First aspect present invention provides a kind of method of feature clustering, including:

Obtain account, and the attribute information corresponding with described account；

To described account, and the attribute information corresponding with described account carries out pretreatment, obtains model defeated Enter data；

Utilize topic model algorithm, described mode input data are processed, obtain what described account was comprised The probability of each theme, the corresponding feature of the probability of each theme；

The feature utilizing clustering algorithm to be comprised described account clusters.

Second aspect present invention provides the device of a kind of feature clustering, including:

Acquiring unit, is used for obtaining account, and the attribute information corresponding with described account；

Pretreatment unit, for the account that described acquiring unit is obtained and corresponding with described account Attribute information carries out pretreatment, obtains mode input data；

Processing unit, is used for utilizing topic model algorithm, and the mode input data obtaining described pretreatment unit are carried out Process, obtain the probability of each theme that described account is comprised, the corresponding feature of the probability of each theme；

Cluster cell, the feature that the described account for utilizing clustering algorithm to obtain described processing unit is comprised Cluster.

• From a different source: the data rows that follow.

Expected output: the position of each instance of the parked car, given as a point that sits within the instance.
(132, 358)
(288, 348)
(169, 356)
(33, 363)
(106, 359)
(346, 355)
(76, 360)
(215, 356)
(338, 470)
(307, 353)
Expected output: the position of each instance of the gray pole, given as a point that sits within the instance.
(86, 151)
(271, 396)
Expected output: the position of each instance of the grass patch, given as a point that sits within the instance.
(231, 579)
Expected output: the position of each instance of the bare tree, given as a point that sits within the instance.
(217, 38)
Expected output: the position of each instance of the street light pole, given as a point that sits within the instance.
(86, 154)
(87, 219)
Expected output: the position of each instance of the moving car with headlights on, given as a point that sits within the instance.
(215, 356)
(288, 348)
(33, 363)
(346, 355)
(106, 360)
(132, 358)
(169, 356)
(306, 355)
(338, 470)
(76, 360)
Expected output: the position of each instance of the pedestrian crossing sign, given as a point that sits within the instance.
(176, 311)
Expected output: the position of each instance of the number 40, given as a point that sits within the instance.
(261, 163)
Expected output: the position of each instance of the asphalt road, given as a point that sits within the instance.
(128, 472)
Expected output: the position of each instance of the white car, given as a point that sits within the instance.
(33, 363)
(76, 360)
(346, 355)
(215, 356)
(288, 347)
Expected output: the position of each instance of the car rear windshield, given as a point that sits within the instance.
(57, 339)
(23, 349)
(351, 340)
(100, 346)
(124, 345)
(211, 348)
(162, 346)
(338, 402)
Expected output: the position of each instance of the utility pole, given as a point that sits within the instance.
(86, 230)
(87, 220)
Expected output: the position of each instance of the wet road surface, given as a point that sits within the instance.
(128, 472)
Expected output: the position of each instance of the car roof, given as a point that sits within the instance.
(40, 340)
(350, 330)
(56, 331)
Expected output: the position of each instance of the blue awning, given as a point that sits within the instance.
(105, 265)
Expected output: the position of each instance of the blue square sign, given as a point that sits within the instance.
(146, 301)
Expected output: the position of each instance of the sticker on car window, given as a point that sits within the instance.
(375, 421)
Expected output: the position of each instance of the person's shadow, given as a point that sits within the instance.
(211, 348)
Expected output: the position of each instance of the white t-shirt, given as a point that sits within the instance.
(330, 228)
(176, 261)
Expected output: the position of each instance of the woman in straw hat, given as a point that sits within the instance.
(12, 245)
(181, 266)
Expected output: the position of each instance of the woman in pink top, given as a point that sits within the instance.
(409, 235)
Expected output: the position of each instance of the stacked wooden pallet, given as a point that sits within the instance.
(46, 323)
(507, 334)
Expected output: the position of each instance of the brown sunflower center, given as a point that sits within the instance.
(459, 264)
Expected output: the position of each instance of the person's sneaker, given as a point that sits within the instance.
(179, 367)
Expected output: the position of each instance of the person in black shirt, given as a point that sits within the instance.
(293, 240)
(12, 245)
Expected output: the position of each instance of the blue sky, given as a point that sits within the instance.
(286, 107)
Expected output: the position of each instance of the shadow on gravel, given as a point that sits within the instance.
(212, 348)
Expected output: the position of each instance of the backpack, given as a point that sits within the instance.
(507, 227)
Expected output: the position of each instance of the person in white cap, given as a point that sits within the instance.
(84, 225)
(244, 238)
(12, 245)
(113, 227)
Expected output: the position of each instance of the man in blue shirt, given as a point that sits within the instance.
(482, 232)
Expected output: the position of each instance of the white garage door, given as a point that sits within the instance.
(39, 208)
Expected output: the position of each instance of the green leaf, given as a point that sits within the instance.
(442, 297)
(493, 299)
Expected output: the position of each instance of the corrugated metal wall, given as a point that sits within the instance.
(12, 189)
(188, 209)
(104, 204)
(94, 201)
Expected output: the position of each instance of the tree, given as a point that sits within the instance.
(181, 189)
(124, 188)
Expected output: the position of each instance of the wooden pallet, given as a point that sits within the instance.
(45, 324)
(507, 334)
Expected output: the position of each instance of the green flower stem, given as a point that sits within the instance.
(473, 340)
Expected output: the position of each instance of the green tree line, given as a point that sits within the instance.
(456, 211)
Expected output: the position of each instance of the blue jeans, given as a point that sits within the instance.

By the way of different dimensions feature-set, carry out feature clustering with prior art, cause feature clustering efficiency low Under compare, the method for feature clustering that the embodiment of the present invention provides, can be to account and corresponding with account information Attribute information, clusters by the way of theme probability, can not only effectively prevent very long Exploration on Characteristics process, moreover it is possible to Effectively reduce the problem that characteristic dimension is too much, thus improve the efficiency of feature clustering.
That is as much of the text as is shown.